Fahrbarkeit statt noch mehr Power

Aber das ist längst nicht mehr alles, denn diese Power muss schließlich für die beste Rundenzeit auch nutzbar sein. Chassis und Elektronik entwickeln sich daher aktuell in einem Tempo weiter, in dem in den letzten zwei Jahrzehnten noch die Motorleistung gesteigert wurde. Fahrbarkeit lautet das Stichwort, das heute mehr zählt als Power.

Gleich blieb die eine entscheidende Frage: Welches Serien-Superbike schnürt das beste und schnellste Paket? Um sie für 2025 zu beantworten, sind wir mit Pirelli, dem Reifenausrüster der Superbike-Weltmeisterschaft, nach Valencia an den Circuit Ricardo Tormo gereist und nehmen uns BMW M 1000 RR, Ducati Panigale V4 S und Honda 1000 RR-R Fireblade SP zur Brust.

BMW M 1000 RR mit M-Carbonrädern

Werfen wir zuerst einen Blick auf die wichtigsten Neuerungen der Kandidatinnen, deren frische Diablo-Superbike-Slicks gerade noch von Heizdecken auf Temperatur gebracht werden.

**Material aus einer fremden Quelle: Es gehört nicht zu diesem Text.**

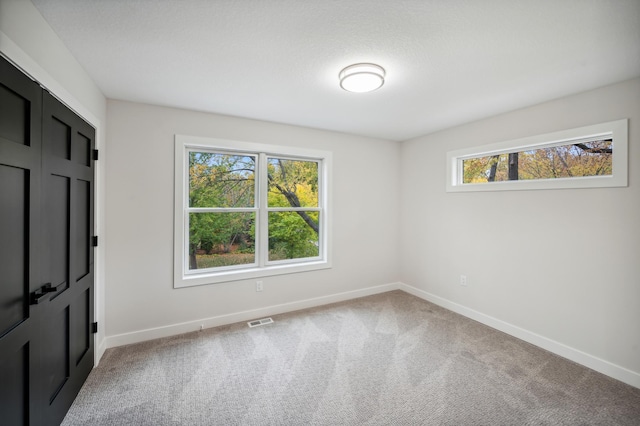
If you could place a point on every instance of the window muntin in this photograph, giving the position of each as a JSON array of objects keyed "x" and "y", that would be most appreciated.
[
  {"x": 577, "y": 158},
  {"x": 248, "y": 210}
]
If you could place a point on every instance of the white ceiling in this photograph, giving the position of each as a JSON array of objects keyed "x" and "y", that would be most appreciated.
[{"x": 448, "y": 61}]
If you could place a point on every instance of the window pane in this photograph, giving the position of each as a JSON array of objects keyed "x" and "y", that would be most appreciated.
[
  {"x": 221, "y": 239},
  {"x": 221, "y": 180},
  {"x": 293, "y": 235},
  {"x": 592, "y": 158},
  {"x": 292, "y": 183}
]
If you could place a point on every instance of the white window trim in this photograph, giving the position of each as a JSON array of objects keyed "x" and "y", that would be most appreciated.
[
  {"x": 618, "y": 130},
  {"x": 185, "y": 278}
]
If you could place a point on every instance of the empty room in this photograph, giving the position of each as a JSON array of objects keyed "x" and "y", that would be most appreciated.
[{"x": 290, "y": 212}]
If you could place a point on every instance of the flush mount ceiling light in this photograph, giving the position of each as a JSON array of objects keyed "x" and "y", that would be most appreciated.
[{"x": 360, "y": 78}]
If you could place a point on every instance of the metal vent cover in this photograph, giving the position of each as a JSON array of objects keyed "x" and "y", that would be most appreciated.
[{"x": 257, "y": 323}]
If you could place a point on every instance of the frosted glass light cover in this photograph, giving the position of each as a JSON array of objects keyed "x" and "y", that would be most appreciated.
[{"x": 360, "y": 78}]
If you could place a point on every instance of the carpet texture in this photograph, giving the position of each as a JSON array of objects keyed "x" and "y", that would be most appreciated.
[{"x": 388, "y": 359}]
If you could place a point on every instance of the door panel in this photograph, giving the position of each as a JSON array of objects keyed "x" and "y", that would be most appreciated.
[
  {"x": 14, "y": 207},
  {"x": 46, "y": 255},
  {"x": 14, "y": 370},
  {"x": 57, "y": 231}
]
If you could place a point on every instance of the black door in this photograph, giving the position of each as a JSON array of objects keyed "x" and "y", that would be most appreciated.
[{"x": 46, "y": 275}]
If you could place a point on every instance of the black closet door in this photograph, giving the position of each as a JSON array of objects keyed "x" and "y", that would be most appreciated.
[
  {"x": 46, "y": 258},
  {"x": 65, "y": 343}
]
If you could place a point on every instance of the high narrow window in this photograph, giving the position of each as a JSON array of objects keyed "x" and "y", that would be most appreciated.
[
  {"x": 247, "y": 210},
  {"x": 593, "y": 156}
]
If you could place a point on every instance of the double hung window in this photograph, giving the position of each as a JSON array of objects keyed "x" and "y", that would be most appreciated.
[{"x": 248, "y": 210}]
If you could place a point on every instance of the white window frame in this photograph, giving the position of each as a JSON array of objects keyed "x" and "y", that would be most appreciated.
[
  {"x": 616, "y": 130},
  {"x": 183, "y": 277}
]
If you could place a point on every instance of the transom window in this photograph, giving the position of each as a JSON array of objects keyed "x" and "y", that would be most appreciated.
[
  {"x": 246, "y": 210},
  {"x": 593, "y": 156}
]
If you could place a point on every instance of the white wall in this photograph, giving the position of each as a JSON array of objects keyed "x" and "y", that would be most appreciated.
[
  {"x": 141, "y": 301},
  {"x": 560, "y": 268},
  {"x": 27, "y": 40}
]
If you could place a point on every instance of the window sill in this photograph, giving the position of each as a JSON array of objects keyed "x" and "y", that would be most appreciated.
[{"x": 247, "y": 274}]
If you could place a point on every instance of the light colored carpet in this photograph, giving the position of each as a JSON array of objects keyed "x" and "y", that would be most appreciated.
[{"x": 388, "y": 359}]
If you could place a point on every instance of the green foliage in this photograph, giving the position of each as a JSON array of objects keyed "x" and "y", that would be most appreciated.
[
  {"x": 225, "y": 181},
  {"x": 574, "y": 160}
]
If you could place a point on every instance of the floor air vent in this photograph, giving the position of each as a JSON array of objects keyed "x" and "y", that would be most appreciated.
[{"x": 263, "y": 321}]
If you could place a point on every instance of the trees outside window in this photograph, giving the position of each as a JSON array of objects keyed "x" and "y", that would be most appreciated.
[
  {"x": 248, "y": 210},
  {"x": 586, "y": 157}
]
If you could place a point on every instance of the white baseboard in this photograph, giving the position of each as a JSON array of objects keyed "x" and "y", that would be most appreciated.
[
  {"x": 186, "y": 327},
  {"x": 600, "y": 365}
]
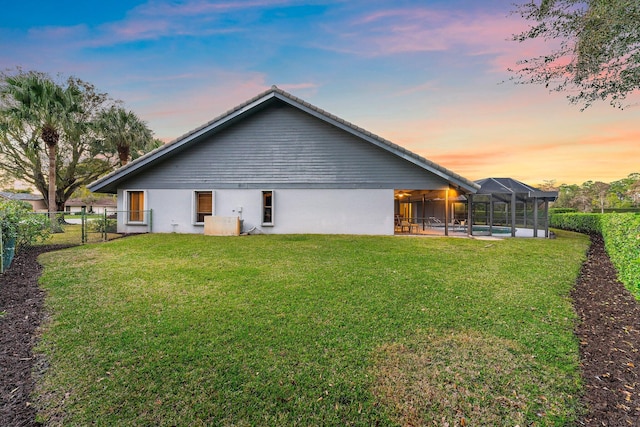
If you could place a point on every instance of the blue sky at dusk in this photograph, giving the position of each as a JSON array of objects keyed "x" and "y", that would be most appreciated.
[{"x": 430, "y": 76}]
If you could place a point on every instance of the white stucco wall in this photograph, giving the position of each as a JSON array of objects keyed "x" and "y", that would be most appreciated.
[{"x": 296, "y": 211}]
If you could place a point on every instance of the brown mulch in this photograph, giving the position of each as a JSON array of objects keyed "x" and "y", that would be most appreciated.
[
  {"x": 608, "y": 330},
  {"x": 609, "y": 334}
]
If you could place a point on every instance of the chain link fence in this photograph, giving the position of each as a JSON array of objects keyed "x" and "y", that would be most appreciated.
[{"x": 74, "y": 228}]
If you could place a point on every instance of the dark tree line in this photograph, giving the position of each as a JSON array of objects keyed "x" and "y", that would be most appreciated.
[{"x": 597, "y": 196}]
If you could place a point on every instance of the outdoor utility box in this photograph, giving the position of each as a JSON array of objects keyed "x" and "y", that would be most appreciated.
[{"x": 221, "y": 226}]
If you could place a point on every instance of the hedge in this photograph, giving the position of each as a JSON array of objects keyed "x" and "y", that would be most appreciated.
[
  {"x": 587, "y": 223},
  {"x": 621, "y": 234}
]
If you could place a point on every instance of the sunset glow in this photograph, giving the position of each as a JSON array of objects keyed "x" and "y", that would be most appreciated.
[{"x": 429, "y": 76}]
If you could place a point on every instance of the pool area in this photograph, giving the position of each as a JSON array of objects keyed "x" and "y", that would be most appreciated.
[{"x": 496, "y": 230}]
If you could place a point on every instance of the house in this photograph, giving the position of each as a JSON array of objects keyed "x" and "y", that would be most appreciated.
[
  {"x": 96, "y": 206},
  {"x": 36, "y": 201},
  {"x": 280, "y": 165}
]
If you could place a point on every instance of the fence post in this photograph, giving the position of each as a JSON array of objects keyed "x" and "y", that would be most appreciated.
[
  {"x": 83, "y": 228},
  {"x": 105, "y": 235}
]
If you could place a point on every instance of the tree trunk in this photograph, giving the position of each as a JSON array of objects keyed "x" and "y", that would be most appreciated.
[{"x": 52, "y": 183}]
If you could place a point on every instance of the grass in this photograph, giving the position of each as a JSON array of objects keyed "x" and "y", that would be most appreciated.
[{"x": 311, "y": 330}]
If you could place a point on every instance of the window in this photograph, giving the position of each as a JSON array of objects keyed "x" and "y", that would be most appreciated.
[
  {"x": 267, "y": 208},
  {"x": 203, "y": 205},
  {"x": 135, "y": 201}
]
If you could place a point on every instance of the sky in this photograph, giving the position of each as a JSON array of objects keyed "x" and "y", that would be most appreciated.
[{"x": 429, "y": 75}]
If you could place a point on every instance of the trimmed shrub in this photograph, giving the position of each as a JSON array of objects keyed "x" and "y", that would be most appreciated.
[
  {"x": 621, "y": 233},
  {"x": 587, "y": 223},
  {"x": 18, "y": 222}
]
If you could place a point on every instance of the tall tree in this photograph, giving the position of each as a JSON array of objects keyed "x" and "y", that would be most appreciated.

Bei der BMW M 1000 RR sind sie traditionell auf superleichte M-Carbonräder montiert, die das Handling der Bajuwarin unterstützen sollen. Und auch sonst findet sich an der M reichlich Kohlefaser. Verkleidung, Frontfender, Winglets – alles aus dem edlen und leichten Werkstoff. Die M kommt besonders wegen der auf MotoGP-Dimensionen gewachsenen Winglets opulent daher. Ihre riesigen Flügel sollen bei 300 km/h 30 Kilogramm zusätzlichen Anpressdruck auf das Vorderrad laden.

Unter der breiten Verkleidung steckt nach wie vor der 999-Kubik-Reihenvierer mit Shiftcam-Technik. Dank überarbeitetem Zylinderkopf leistet er nun nominell 218 PS bei 14.500/min.

Weil deren Einsatz ohne wachsame Elektronik nicht verantwortbar wäre, umfasst das Assistenzpaket neben Race-ABS natürlich auch Traktions-, Wheelie- und Slide-Kontrolle. Letztere kann nun auch auf den aus der S 1000 RR bekannten Lenkwinkelsensor zurückgreifen und soll so Powerslides noch feiner steuern und besonders bei abbauenden Reifen den Vortrieb ohne Risiko maximieren.

Ducati Panigale V4 S mit Bosch Race eCBS

Auch die Ducati Panigale V4 S verfügt über die genannten Assistenten, wenn auch nicht über einen Lenkwinkelsensor. Ihr Elektronikpaket hält dafür neuerdings ein besonderes Schmankerl bereit: das Bosch Race eCBS. Bedeutet, dass die Ducati beim harten Bremsen und auch in Schräglage die Hinterradbremse selbstständig dosiert, und das ohne dass der Fahrer den Fußbremshebel betätigen muss. Das Resultat sollen noch bessere Bremsstabilität und engere Linien am Kurveneingang sein.

Motorisch setzt Ducati auf den bekannten 1103-Kubik-V4, dessen 216 PS seit dem Euro-5+-Update im vergangenen Herbst bei 13 500/min anliegen. In diesem Zuge bekam auch die Pani ein Aerodynamik-Update mit größeren Winglets. Im Vergleich zu denen der BMW wirken sie aber deutlich filigraner und die gesamte Verkleidung kommt weniger bullig daher.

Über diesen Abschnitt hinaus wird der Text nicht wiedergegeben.